Warum ist es überhaupt so wichtig, Menschen für ein Ehrenamt zu begeistern?
Beim Ehrenamt werden Kompetenzen entwickelt und gefördert, die der Gesellschaft und der Demokratie zugutekommen. Freiwilliges Engagement – ganz gleich welcher Art – trägt dazu bei, dass sich der Einzelne stärker für die Gesellschaft und den Staat interessiert, dass er politisch mobilisiert wird, er an Wahlen teilnimmt. Gerade in der heutigen Zeit halte ich das für sehr wichtig. Teilnahme sichert Interesse und Beteiligung, es stärkt die politische Kompetenz von jungen Leuten.
Wie kann es uns als Gesellschaft gelingen, mehr Jugendliche für das Ehrenamt zu begeistern?
Zum einen über die bereits erwähnte Anregungsfunktion der Schulen. Zudem haben wir festgestellt, dass junge Menschen, die ein freiwilliges Jahr absolviert haben, sich nach Ablauf des Jahres eher engagieren als andere, aufgrund ihrer positiven Erfahrungen. Auch solche Angebote haben eine mobilisierende Funktion. Weiterhin könnten niedrigschwellige Angebote helfen, die Hemmschwelle abzubauen. Engagement ist vielerorts an Vereinsdünkel und feste Strukturen gebunden, das schreckt den einen oder anderen vielleicht ab. Ehrenamt soll aber für alle da sein.
Welche Rolle spielt das Internet beim Thema Engagement?
Da ist die Datenlage nicht so gut. Wir wissen, dass das Internet auch für Engagement genutzt wird, aber wir wissen nicht, wie es genutzt wird. Auch die Frage, ob es reines Online-Engagement gibt, wird jetzt erst erforscht. Beispiele dafür sind Wikipedia, online-Seelsorge oder politische Petitionen. Noch ist unklar, ob solche reinen online-Formen auch tatsächlich mehr Menschen für Engagement mobilisieren können.

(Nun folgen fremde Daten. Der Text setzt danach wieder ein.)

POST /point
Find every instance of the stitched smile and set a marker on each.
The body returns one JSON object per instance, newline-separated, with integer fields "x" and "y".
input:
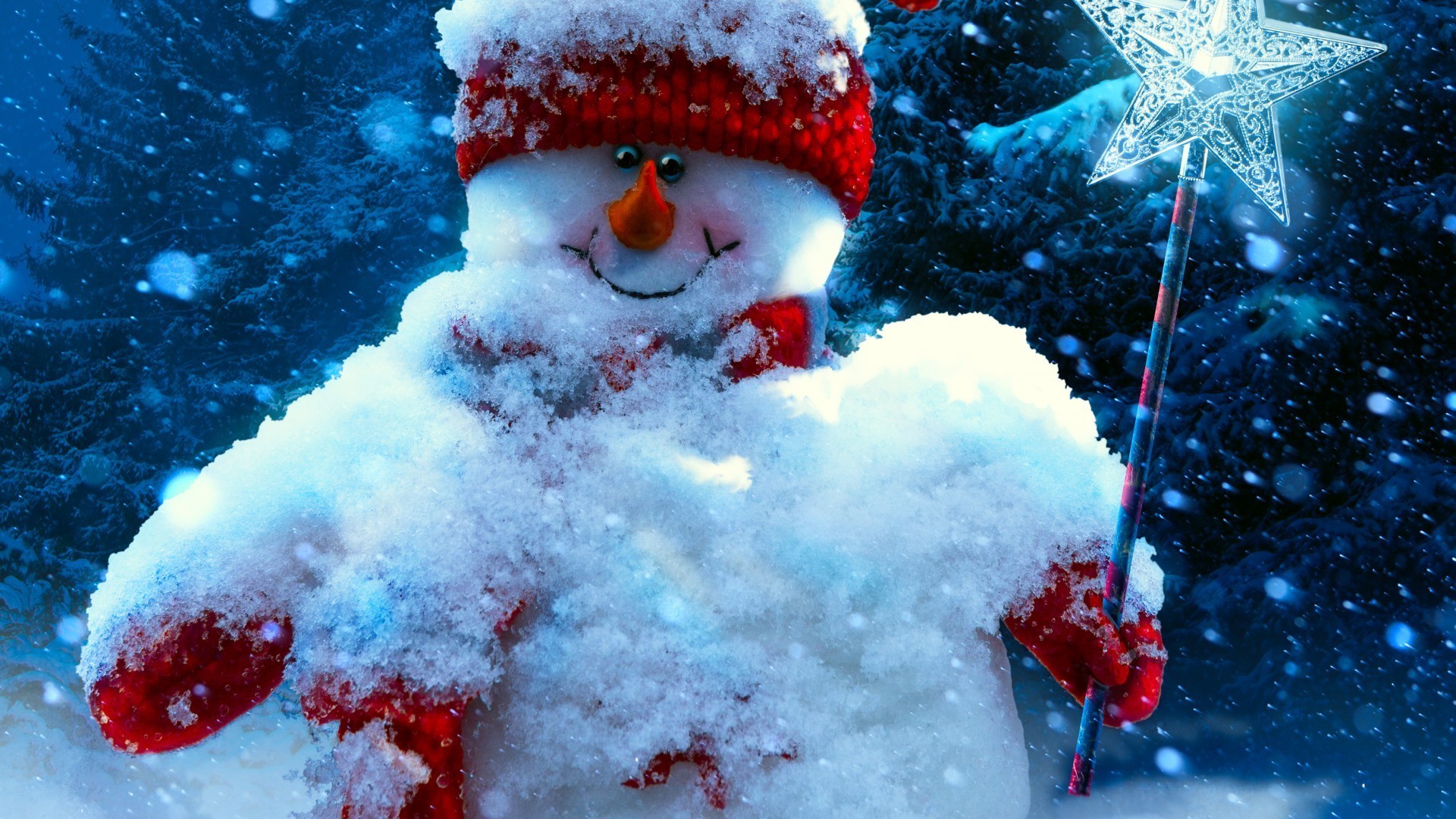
{"x": 585, "y": 256}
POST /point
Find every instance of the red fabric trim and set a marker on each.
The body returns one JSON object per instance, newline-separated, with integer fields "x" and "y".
{"x": 199, "y": 673}
{"x": 635, "y": 98}
{"x": 783, "y": 331}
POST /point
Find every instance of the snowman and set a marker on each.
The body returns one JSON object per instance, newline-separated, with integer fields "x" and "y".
{"x": 604, "y": 529}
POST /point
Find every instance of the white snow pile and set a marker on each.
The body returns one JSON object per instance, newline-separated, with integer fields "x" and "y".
{"x": 807, "y": 569}
{"x": 767, "y": 39}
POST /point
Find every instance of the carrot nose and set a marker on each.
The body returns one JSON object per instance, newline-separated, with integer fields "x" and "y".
{"x": 642, "y": 219}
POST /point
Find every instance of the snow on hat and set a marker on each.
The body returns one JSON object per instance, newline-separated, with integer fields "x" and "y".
{"x": 777, "y": 80}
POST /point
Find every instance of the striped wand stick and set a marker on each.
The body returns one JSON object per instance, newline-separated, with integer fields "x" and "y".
{"x": 1196, "y": 158}
{"x": 1212, "y": 72}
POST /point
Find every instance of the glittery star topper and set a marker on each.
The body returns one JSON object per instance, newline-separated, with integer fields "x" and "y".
{"x": 1213, "y": 71}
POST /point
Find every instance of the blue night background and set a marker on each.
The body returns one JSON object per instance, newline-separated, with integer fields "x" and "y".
{"x": 210, "y": 203}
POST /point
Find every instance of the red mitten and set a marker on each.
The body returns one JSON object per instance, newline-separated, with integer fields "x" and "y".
{"x": 191, "y": 681}
{"x": 1068, "y": 632}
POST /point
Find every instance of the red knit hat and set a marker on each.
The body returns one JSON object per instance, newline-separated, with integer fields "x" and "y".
{"x": 813, "y": 115}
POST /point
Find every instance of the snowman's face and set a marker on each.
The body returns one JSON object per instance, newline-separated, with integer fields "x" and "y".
{"x": 648, "y": 222}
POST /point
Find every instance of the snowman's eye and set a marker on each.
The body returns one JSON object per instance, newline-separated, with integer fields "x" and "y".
{"x": 670, "y": 168}
{"x": 626, "y": 156}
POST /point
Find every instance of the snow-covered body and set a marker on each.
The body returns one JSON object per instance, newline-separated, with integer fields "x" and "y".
{"x": 807, "y": 564}
{"x": 607, "y": 483}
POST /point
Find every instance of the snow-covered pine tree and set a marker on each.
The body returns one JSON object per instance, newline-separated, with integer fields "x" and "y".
{"x": 1307, "y": 436}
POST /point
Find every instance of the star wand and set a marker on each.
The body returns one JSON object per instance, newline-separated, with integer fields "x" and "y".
{"x": 1212, "y": 72}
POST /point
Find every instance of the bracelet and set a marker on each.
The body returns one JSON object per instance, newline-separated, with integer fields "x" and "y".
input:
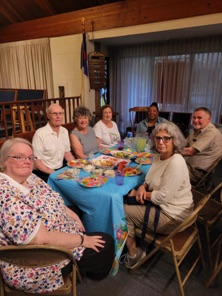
{"x": 82, "y": 239}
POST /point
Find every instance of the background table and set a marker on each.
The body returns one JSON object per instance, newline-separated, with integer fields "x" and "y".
{"x": 102, "y": 207}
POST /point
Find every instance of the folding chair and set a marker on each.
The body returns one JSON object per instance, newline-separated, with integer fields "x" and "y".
{"x": 178, "y": 243}
{"x": 208, "y": 217}
{"x": 39, "y": 256}
{"x": 205, "y": 183}
{"x": 137, "y": 114}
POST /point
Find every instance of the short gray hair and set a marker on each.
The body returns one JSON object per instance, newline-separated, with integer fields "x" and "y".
{"x": 6, "y": 148}
{"x": 173, "y": 130}
{"x": 81, "y": 111}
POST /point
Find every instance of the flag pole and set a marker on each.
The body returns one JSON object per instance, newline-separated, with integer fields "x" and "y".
{"x": 84, "y": 68}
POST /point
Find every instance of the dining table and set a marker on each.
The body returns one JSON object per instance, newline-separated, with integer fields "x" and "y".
{"x": 102, "y": 208}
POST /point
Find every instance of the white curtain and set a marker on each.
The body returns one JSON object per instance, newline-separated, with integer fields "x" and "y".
{"x": 26, "y": 64}
{"x": 178, "y": 74}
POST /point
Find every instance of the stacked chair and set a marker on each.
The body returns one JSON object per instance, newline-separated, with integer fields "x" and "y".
{"x": 39, "y": 256}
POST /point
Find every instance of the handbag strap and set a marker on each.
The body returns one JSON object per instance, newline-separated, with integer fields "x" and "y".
{"x": 155, "y": 222}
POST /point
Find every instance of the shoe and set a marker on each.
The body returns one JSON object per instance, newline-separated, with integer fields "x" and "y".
{"x": 133, "y": 262}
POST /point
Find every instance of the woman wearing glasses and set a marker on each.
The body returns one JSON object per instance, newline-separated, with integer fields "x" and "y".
{"x": 167, "y": 184}
{"x": 82, "y": 137}
{"x": 32, "y": 213}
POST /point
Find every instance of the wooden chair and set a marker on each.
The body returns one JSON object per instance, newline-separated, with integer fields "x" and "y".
{"x": 165, "y": 114}
{"x": 26, "y": 135}
{"x": 137, "y": 114}
{"x": 40, "y": 256}
{"x": 218, "y": 263}
{"x": 208, "y": 217}
{"x": 178, "y": 243}
{"x": 205, "y": 184}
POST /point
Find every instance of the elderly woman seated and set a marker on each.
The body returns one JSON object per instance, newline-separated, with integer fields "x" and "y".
{"x": 167, "y": 186}
{"x": 106, "y": 130}
{"x": 32, "y": 213}
{"x": 82, "y": 137}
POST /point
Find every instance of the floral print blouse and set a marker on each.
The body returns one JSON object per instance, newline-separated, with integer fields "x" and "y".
{"x": 22, "y": 210}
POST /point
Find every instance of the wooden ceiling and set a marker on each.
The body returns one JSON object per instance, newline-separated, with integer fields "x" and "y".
{"x": 17, "y": 11}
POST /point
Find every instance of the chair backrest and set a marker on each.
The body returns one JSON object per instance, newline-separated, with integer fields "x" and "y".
{"x": 137, "y": 114}
{"x": 8, "y": 95}
{"x": 31, "y": 94}
{"x": 202, "y": 183}
{"x": 165, "y": 114}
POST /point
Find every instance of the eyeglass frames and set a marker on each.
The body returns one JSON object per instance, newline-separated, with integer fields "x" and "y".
{"x": 57, "y": 113}
{"x": 23, "y": 158}
{"x": 165, "y": 139}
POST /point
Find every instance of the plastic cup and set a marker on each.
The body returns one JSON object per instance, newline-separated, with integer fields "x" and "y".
{"x": 140, "y": 143}
{"x": 120, "y": 145}
{"x": 119, "y": 178}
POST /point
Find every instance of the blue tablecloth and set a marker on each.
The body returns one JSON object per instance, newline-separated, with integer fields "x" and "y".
{"x": 102, "y": 207}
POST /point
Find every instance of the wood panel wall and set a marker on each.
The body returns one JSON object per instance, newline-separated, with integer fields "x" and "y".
{"x": 120, "y": 14}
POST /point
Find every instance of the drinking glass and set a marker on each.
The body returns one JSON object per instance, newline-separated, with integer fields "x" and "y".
{"x": 119, "y": 178}
{"x": 140, "y": 143}
{"x": 120, "y": 144}
{"x": 75, "y": 173}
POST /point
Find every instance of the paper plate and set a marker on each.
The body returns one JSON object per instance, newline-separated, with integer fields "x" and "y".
{"x": 143, "y": 160}
{"x": 78, "y": 163}
{"x": 122, "y": 154}
{"x": 131, "y": 171}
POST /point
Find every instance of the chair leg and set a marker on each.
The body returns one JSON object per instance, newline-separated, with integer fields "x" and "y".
{"x": 176, "y": 265}
{"x": 201, "y": 252}
{"x": 213, "y": 276}
{"x": 217, "y": 267}
{"x": 207, "y": 232}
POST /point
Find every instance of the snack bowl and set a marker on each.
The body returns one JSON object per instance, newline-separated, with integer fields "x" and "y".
{"x": 88, "y": 168}
{"x": 109, "y": 173}
{"x": 98, "y": 171}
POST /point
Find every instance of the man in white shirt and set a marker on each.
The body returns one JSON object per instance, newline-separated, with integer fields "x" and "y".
{"x": 203, "y": 145}
{"x": 51, "y": 143}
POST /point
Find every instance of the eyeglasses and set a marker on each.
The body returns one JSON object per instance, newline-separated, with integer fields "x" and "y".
{"x": 164, "y": 139}
{"x": 23, "y": 158}
{"x": 57, "y": 113}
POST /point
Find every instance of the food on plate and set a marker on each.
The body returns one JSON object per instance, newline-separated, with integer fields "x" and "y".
{"x": 78, "y": 163}
{"x": 143, "y": 160}
{"x": 104, "y": 163}
{"x": 88, "y": 168}
{"x": 105, "y": 151}
{"x": 122, "y": 154}
{"x": 143, "y": 154}
{"x": 93, "y": 181}
{"x": 98, "y": 171}
{"x": 131, "y": 171}
{"x": 109, "y": 173}
{"x": 121, "y": 166}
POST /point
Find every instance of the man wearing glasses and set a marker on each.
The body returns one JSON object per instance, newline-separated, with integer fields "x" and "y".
{"x": 51, "y": 144}
{"x": 203, "y": 145}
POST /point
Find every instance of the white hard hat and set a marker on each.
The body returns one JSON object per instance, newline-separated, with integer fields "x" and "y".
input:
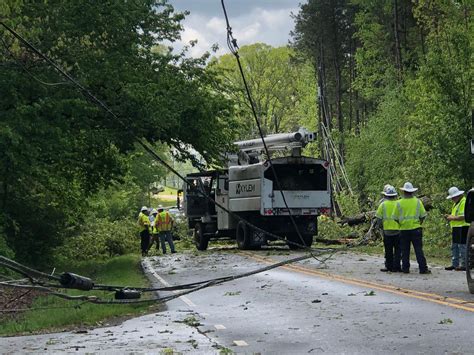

Laut Freiwilligensurvey engagieren sich Menschen auf dem Land eher als in der Großstadt – haben Sie eine Idee, woran das liegen könnte?
In ländlichen Bereichen ist das Vereinswesen noch stärker ausgeprägt als in der Stadt. Da sind die Menschen von Kindheit an über die Familie beispielsweise in den Trachten- oder Schützenverein eingebunden.